MiRNA let-7 from TPO(+) Extracellular Vesicles is a Potential Marker for a Differential Diagnosis of Follicular Thyroid Nodules

Cells 2020, 9(8), 1917; https://doi.org/10.3390/cells9081917
by Lidia Zabegina 1,2,3, Inga Nazarova 1,2, Margarita Knyazeva 1,2,3, Nadezhda Nikiforova 1,2, Maria Slyusarenko 1,2, Sergey Titov 4, Dmitry Vasilyev 1, Ilya Sleptsov 5 and Anastasia Malek 1,2,*
Reviewer 1: Anonymous
Reviewer 2: Anonymous
Cells 2020, 9(8), 1917; https://doi.org/10.3390/cells9081917
Submission received: 19 July 2020 / Revised: 14 August 2020 / Accepted: 15 August 2020 / Published: 18 August 2020
(This article belongs to the Special Issue Liquid Biopsy)

Round 1

Reviewer 1 Report

        COMMENTS

The mnuscript titled "MiRNA let-7 from TPO(+) extracellular vesicles is a potential marker for a differential diagnosis of follicular thyroid nodules" of Zabegina L et al., has investigated benign and malignant thyroid lesions such as follicular adenomas (FA) and follicular thyroid cancer (FTC).

By liquid biopsy-based analysis of circulating extracellular vesicles (EVs), thyroid peroxidase (TPO)-positive EVs were isolated from the plasma of FA and FTC patients. Further, miRNAs from the TPO(+)EVs were assayed by RT-PCR.

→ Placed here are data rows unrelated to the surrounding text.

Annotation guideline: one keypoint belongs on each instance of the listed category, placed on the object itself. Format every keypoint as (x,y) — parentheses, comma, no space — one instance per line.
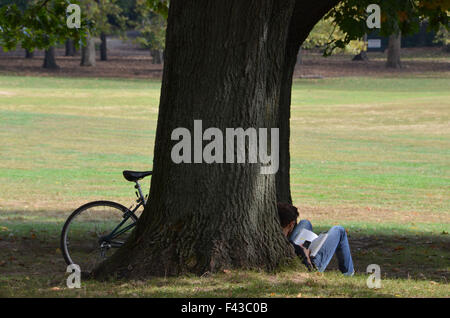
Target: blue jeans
(336,242)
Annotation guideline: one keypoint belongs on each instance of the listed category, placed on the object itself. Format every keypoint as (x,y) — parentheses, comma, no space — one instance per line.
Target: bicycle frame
(115,233)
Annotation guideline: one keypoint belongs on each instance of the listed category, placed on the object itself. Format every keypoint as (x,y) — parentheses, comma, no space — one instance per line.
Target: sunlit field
(371,154)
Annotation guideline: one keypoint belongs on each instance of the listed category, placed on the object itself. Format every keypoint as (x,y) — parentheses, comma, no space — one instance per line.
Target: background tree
(350,16)
(50,59)
(38,24)
(109,20)
(152,30)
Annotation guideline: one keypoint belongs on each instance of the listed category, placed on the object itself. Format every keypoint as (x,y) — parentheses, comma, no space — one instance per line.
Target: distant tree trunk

The analysis of Let-7 family members in TPO(+)EVs showed significantly differences between two study groups.

Abstract:

The abstract is adequately describing this study. However,

At le line 26: before AUC acronym to add the text from which it derives.

Introduction:

The introduction is adequately describing the aims of study. However,

At the line 54: before FPC abbreviation to add a text such as follicular papillary thyroid carcinoma or better, papillary thyroid carcinoma (PTC).

At the line 77: see comment for line 26. AUC acronym is only valid by correction at line 26.

Materials and Methods:

Even if an inadequate number of cases has been tested, the parameters adopted to pick up patients are in line with thyroid histological criteria.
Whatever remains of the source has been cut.